3 Ways To Build Up Your Credit

Saturday, August 22, 2020, 6:00 AM | Leave Comment

Credit is the ability to borrow money from lenders with the understanding that you will pay it back in full on time, with a credit score indicating how credit-worthy a borrower is.

The higher your credit score is, the more attractive a borrower you will appear to lenders, therefore making you more likely to be approved for loans and mortgages.

However, you may previously have been unable to repay loans on time due to a variety of reasons, from being made redundant to filing for bankruptcy to having to give up work to care for a sick family member.
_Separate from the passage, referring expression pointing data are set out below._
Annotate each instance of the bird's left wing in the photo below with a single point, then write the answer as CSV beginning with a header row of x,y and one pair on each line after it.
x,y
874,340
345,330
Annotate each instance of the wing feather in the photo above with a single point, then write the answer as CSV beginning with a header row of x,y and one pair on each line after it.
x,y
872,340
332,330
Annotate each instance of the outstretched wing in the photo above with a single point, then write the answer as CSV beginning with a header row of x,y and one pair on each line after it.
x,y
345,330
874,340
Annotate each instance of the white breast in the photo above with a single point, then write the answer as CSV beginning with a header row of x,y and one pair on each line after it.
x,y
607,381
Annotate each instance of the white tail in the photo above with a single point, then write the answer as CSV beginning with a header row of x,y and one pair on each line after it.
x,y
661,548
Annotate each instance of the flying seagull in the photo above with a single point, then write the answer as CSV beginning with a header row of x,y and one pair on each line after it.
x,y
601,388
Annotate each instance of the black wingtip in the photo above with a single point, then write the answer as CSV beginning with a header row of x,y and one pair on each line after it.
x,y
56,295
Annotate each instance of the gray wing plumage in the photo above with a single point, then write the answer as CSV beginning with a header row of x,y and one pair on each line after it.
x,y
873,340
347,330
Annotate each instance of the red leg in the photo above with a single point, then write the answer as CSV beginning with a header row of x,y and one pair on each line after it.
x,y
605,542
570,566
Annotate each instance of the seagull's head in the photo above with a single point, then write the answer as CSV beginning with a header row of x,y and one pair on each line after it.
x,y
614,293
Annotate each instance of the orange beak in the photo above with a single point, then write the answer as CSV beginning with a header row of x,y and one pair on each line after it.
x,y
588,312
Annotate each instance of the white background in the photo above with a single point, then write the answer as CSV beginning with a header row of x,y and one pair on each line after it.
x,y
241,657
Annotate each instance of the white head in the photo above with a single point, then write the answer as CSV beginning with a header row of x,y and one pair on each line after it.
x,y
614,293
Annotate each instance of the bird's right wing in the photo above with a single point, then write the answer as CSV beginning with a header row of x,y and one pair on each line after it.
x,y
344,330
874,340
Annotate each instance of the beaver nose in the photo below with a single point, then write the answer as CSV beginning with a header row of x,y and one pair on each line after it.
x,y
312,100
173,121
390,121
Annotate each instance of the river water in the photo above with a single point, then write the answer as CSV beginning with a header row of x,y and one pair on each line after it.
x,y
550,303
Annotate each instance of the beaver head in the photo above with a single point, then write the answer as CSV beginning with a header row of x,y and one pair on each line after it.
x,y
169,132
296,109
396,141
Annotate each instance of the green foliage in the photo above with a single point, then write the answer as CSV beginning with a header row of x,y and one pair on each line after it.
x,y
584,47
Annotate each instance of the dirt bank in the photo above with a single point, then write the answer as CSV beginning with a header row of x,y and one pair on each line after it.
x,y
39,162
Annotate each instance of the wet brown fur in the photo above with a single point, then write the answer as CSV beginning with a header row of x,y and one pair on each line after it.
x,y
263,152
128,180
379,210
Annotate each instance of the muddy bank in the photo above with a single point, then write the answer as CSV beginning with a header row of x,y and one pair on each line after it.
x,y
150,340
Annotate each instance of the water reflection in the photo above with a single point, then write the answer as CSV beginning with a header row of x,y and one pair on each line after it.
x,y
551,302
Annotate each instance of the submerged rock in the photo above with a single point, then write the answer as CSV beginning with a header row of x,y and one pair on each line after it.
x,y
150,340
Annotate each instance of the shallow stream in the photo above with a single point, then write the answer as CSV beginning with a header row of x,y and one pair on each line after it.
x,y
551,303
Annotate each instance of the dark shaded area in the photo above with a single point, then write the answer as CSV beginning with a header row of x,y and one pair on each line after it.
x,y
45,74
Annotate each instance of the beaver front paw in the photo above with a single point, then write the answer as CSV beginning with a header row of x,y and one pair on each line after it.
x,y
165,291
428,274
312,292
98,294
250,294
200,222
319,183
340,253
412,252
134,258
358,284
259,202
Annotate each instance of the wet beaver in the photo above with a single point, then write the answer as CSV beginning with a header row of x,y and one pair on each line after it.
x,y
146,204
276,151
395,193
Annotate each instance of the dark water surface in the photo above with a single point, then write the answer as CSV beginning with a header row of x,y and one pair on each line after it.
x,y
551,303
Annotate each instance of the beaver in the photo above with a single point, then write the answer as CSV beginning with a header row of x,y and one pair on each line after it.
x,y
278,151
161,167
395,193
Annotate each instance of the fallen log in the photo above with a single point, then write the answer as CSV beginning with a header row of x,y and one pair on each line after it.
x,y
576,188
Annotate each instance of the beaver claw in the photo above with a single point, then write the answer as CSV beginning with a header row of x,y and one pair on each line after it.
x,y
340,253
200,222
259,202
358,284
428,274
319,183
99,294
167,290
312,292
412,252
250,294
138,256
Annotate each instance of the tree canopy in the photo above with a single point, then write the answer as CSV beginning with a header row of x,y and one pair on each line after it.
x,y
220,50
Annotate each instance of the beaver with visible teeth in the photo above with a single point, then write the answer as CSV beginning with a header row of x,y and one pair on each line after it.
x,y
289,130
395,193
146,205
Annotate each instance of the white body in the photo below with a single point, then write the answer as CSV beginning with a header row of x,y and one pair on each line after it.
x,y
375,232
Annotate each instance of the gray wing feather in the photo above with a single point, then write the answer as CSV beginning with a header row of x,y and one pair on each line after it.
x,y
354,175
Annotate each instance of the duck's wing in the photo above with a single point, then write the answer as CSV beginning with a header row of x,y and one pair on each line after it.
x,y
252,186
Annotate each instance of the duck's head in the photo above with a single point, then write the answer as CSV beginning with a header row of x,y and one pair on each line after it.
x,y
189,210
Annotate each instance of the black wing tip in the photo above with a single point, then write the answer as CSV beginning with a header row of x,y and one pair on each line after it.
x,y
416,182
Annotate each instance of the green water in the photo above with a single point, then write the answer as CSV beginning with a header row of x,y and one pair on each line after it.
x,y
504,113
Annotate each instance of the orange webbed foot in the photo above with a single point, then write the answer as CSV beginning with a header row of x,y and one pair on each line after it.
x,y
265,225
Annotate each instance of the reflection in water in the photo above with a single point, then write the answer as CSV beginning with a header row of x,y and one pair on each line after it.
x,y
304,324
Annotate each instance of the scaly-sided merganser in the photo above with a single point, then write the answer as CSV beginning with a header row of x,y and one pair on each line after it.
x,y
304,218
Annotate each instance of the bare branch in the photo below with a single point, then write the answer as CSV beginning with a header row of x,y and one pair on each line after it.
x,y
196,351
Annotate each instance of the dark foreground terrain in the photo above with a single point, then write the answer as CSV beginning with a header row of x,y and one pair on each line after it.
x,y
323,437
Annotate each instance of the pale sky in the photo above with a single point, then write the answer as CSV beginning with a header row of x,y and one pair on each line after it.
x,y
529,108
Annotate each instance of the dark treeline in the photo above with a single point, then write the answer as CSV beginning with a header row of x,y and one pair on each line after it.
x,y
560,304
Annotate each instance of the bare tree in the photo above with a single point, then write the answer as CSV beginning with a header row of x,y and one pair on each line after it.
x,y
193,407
Whatever the circumstance may be, you may need to access a loan while having a low credit score, for instance, finding a mortgage for a house. Here are three ways you can build your credit score quickly.

  1. Get a personal loan

    You might need a loan with a specific reason in mind. You could, for instance, have a dream wedding to plan or want to renovate your house or purchase a new automobile. Or you might require a loan to finance more stressful life events, such as medical treatment or funeral costs.

    Personal loans can help you to build credit if you pay them back on time. These loans allow you to borrow a set amount of money at a fixed interest rate, to be paid back with monthly installments over a set payment period. To make repayment easier, make sure you only borrow an amount that you’re confident you can repay on time to build up a positive payment history.

  2. Get a secured credit card

    A secured credit card will help you to build your credit score from scratch. This will be backed by a cash deposit made upfront, with the deposit acting as your credit limit. You can then use your secured credit card as you would any other card: making purchases, then repaying by the due date, and incurring interest if you fail to pay your balance in full.

    By repaying before the due date, you will build up your credit score and make it more likely that you will be approved for an unsecured credit card. Secured credit cards aren’t designed to be used permanently, and you will get your deposit back when you close your account, providing that you don’t have an outstanding balance.

  3. Become an authorized user on a credit card

    You could ask a family member whether they would be willing to add you as an authorized user on their credit card. This ensures that that card’s payment history is added to your credit files, so make sure you choose a primary user who pays their credit card balance on time.

    Likewise, becoming an authorized user gives you even more incentive to make your payments on time as your ‘lender’ is a family member. Missing payments as an authorized user could have a negative impact on both your family member’s credit score and your relationship.

When it comes to taking out a much bigger financial loan, such as a mortgage, you stand a better chance of being approved by taking the necessary steps as outlined above, to build up your credit.